How this happens is quite simple. I have option A, to get paid in BTC, and option B to get paid in USD.
I consider BTC volatile and a huge short-term risk that I can't afford. On the other hand, I consider USD a stable alternative suitable for sustaining my short-term needs.
So I choose to get paid in USD, but I end up using USD as default for every other payment because it's short-term stable, whereas in reality, I have stopped analyzing the risks and it has slowly depreciated in value, yet, I continue to stick to it because BTC is just too volatile.
This is the understanding most people have when it comes to money, it's better stored in a stable currency with zero upside potential, than in an asset with multi-directional price movements.
Some key points to note is people holding their income in currencies they consider stable don't expect upward price movements. In fact, being able to access goods at cheaper rates doesn't make them think that their currency has appreciated in value.
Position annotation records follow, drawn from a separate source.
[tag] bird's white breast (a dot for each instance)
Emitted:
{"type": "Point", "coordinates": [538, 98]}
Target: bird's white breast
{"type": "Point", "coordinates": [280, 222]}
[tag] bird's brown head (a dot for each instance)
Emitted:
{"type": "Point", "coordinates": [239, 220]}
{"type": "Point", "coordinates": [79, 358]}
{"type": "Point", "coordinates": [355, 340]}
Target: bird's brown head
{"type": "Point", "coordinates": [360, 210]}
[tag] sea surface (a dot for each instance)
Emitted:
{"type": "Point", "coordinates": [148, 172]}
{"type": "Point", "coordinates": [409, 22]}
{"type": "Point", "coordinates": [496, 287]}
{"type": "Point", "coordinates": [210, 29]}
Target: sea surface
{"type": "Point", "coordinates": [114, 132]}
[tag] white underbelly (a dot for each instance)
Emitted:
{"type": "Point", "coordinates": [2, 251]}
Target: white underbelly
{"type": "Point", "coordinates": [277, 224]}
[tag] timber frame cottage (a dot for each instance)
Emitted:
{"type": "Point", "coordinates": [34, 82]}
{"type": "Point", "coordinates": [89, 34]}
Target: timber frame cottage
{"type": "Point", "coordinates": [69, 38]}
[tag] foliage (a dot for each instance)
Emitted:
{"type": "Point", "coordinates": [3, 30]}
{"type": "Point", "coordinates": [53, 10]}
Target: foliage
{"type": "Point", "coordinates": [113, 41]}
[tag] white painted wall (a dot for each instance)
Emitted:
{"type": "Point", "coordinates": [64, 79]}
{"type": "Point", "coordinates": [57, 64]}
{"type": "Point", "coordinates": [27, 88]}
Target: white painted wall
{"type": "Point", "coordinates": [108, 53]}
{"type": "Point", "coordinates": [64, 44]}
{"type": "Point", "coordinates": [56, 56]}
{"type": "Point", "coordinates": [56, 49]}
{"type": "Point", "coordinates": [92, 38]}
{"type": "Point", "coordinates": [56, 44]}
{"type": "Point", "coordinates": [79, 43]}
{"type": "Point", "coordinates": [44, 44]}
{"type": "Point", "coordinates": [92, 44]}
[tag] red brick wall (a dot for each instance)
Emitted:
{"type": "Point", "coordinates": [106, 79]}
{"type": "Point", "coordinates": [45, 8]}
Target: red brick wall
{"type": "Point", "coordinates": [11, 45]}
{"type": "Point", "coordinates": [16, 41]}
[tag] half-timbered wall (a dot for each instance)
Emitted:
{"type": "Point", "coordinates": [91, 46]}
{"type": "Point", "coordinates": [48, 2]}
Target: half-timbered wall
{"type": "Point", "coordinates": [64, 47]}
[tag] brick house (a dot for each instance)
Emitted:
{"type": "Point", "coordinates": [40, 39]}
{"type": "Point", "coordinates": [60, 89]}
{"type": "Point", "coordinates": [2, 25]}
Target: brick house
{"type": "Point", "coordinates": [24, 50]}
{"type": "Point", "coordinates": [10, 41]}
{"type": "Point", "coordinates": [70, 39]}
Stability to them is that their 100 USD remains 100 USD when they get their accounts.
It's not about the purchasing power, fundamentally, it's about the lack of changes in the numerical value “100.”
DeFi needs to capitalize on this for stability
Stability here, as explained above, just means that numbers don't go down. And for DeFi it means that DeFi native assets won't depreciate in price value due to yields and stablecoins will hold their pegs due to the involuntary longs that result from yields paid in said stablecoins.
Decentralized finance suffers a problem only stablecoins can fix and it's truly interesting how literally no one in crypto is doing this yet.
Now when I say decentralized finance, I'm quite frankly referring to all of crypto, from block rewards to yield farms, all of these processes should have yields paid in stablecoins and never in the native assets of the protocols.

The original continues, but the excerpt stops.